AW: [PATCH] drm/scheduler: Fix drm_sched_entity_set_priority()

Mon Jul 22 08:12:43 UTC 2024

[AMD Official Use Only - AMD Internal Distribution Only]

Sorry if I mangled the reply. AMDs mail servers seem to have a hickup this morning and I have to use OWA.

________________________________________
Von: Matthew Brost <matthew.brost at intel.com>
Gesendet: Freitag, 19. Juli 2024 19:39
An: Christian König
Cc: Tvrtko Ursulin; dri-devel at lists.freedesktop.org; kernel-dev at igalia.com; Tvrtko Ursulin; Koenig, Christian; Deucher, Alexander; Luben Tuikov; Daniel Vetter; amd-gfx at lists.freedesktop.org; stable at vger.kernel.org
Betreff: Re: [PATCH] drm/scheduler: Fix drm_sched_entity_set_priority()

On Fri, Jul 19, 2024 at 05:18:05PM +0200, Christian König wrote:
> Am 19.07.24 um 15:02 schrieb Christian König:
> > Am 19.07.24 um 11:47 schrieb Tvrtko Ursulin:
> > > From: Tvrtko Ursulin <tvrtko.ursulin at igalia.com>
> > >
> > > Long time ago in commit b3ac17667f11 ("drm/scheduler: rework entity
> > > creation") a change was made which prevented priority changes for
> > > entities
> > > with only one assigned scheduler.
> > >
> > > The commit reduced drm_sched_entity_set_priority() to simply update the
> > > entities priority, but the run queue selection logic in
> > > drm_sched_entity_select_rq() was never able to actually change the
> > > originally assigned run queue.
> > >
> > > In practice that only affected amdgpu, being the only driver which
> > > can do
> > > dynamic priority changes.
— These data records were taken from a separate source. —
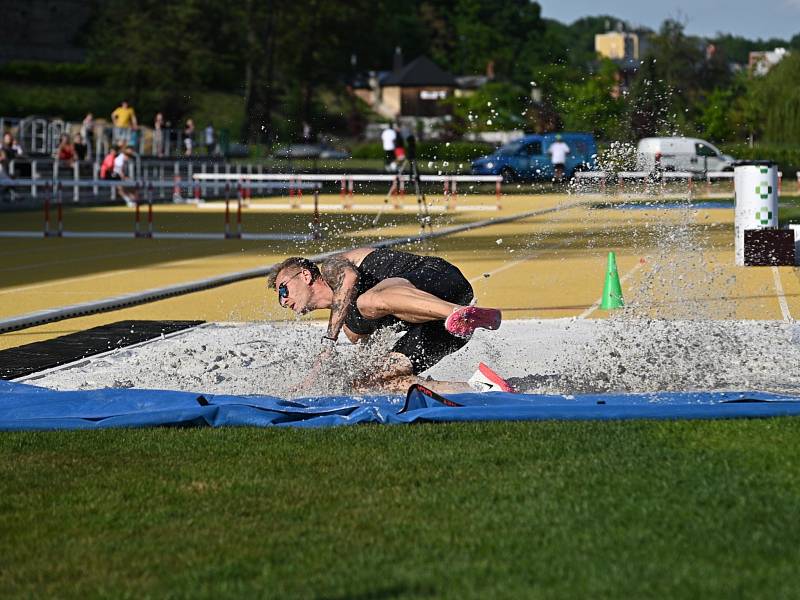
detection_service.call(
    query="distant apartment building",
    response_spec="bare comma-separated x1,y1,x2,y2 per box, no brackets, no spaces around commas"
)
595,31,640,61
748,48,789,76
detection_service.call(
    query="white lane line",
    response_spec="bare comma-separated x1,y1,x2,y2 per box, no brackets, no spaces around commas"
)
771,266,792,322
578,259,646,319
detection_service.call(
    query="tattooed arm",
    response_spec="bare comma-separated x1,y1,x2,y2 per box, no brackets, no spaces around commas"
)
320,256,360,341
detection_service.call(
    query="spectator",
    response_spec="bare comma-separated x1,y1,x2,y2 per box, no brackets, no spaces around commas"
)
73,133,88,161
381,123,397,172
153,112,165,157
55,134,77,168
111,100,137,144
183,118,195,157
129,125,141,154
204,122,215,155
1,132,23,176
81,112,95,159
2,132,23,159
302,121,312,142
0,148,11,202
99,146,119,180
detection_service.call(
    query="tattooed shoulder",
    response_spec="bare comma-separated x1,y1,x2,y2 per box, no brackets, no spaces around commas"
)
321,256,357,290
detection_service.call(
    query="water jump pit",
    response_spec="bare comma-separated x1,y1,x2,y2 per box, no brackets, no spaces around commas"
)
4,318,800,430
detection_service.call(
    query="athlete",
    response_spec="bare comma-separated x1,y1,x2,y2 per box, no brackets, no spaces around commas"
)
268,248,514,393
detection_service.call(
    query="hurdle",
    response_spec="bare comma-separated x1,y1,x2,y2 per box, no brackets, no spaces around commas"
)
660,171,694,194
43,182,63,238
172,175,182,202
134,182,154,239
391,175,402,209
572,171,608,195
448,179,458,211
311,187,322,240
340,177,352,210
192,172,504,211
224,182,243,239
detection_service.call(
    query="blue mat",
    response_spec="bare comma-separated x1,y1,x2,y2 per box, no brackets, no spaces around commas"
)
0,381,800,431
3,380,800,430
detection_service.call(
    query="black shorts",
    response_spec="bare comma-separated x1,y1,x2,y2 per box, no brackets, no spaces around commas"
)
348,249,474,374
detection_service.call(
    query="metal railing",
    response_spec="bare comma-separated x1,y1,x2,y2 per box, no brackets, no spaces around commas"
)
5,115,227,159
0,158,314,204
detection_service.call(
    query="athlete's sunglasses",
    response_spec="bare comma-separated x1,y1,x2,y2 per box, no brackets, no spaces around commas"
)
277,270,304,304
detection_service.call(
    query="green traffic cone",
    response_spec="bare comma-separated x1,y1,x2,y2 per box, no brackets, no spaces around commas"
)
600,252,624,310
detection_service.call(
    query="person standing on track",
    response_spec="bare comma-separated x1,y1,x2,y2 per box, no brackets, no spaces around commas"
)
381,124,397,172
547,134,570,183
268,248,514,393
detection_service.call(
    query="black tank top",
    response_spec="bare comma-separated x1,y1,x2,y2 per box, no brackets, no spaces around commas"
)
343,249,430,335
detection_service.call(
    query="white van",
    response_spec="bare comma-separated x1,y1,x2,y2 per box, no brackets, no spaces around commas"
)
636,137,734,174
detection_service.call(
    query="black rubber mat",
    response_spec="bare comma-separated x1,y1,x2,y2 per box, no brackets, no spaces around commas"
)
0,320,204,380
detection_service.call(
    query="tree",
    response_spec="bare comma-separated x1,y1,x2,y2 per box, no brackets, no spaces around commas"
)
745,52,800,144
87,0,214,121
450,0,544,80
626,58,674,138
696,87,737,142
447,82,529,134
559,60,627,140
And that appears was attempted to be rectified
> > > there in 2316a86bde49 ("drm/amdgpu: change hw sched list on ctx priority
> > > override").
> > >
> > > A few unresolved problems however were that this only fixed
> > > drm_sched_entity_set_priority() *if* drm_sched_entity_modify_sched() was
> > > called first. That was not documented anywhere.
> > >
> > > Secondly, this only works if drm_sched_entity_modify_sched() is actually
> > > called, which in amdgpu's case today is true only for gfx and compute.
> > > Priority changes for other engines with only one scheduler assigned,
> > > such
> > > as jpeg and video decode will still not work.
> > >
> > > Note that this was also noticed in 981b04d96856 ("drm/sched: improve
> > > docs
> > > around drm_sched_entity").
> > >
> > > Completely different set of non-obvious confusion was that whereas
> > > drm_sched_entity_init() was not keeping the passed in list of schedulers
> > > (courtesy of 8c23056bdc7a ("drm/scheduler: do not keep a copy of sched
> > > list")), drm_sched_entity_modify_sched() was disagreeing with that and
> > > would simply assign the single item list.
> > >
> > > That incosistency appears to be semi-silently fixed in ac4eb83ab255
> > > ("drm/sched: select new rq even if there is only one v3").
> > >
> > > What was also not documented is why it was important to not keep the
> > > list of schedulers when there is only one. I suspect it could have
> > > something to do with the fact the passed in array is on stack for many
> > > callers with just one scheduler. With more than one scheduler amdgpu is
> > > the only caller, and there the container is not on the stack. Keeping a
> > > stack backed list in the entity would obviously be undefined behaviour
> > > *if* the list was kept.
> > >
> > > Amdgpu however did only stop passing in stack backed container for
> > > the more
> > > than one scheduler case in 977f7e1068be ("drm/amdgpu: allocate
> > > entities on
> > > demand"). Until then I suspect dereferencing freed stack from
> > > drm_sched_entity_select_rq() was still present.
> > >
> > > In order to untangle all that and fix priority changes this patch is
> > > bringing back the entity owned container for storing the passed in
> > > scheduler list.
> >
> > Please don't. That makes the mess just more horrible.
> >
> > The background of not keeping the array is to intentionally prevent the
> > priority override from working.
> >
> > The bug is rather that adding drm_sched_entity_modify_sched() messed
> > this up.
>
> To give more background: Amdgpu has two different ways of handling priority:
> 1. The priority in the DRM scheduler.
> 2. Different HW rings with different priorities.
>
> Your analysis is correct that drm_sched_entity_init() initially dropped the
> scheduler list to avoid using a stack allocated list, and that functionality
> is still used in amdgpu_ctx_init_entity() for example.
>
> Setting the scheduler priority was basically just a workaround because we
> didn't had the hw priorities at that time. Since that is no longer the case
> I suggest to just completely drop the drm_sched_entity_set_priority()
> function instead.
>

+1 on this idea of dropping drm_sched_entity_set_priority if it doesn't
really work and unused.

[CK]
The problem is it kind of works, but only because of coincident and not because of good engineering.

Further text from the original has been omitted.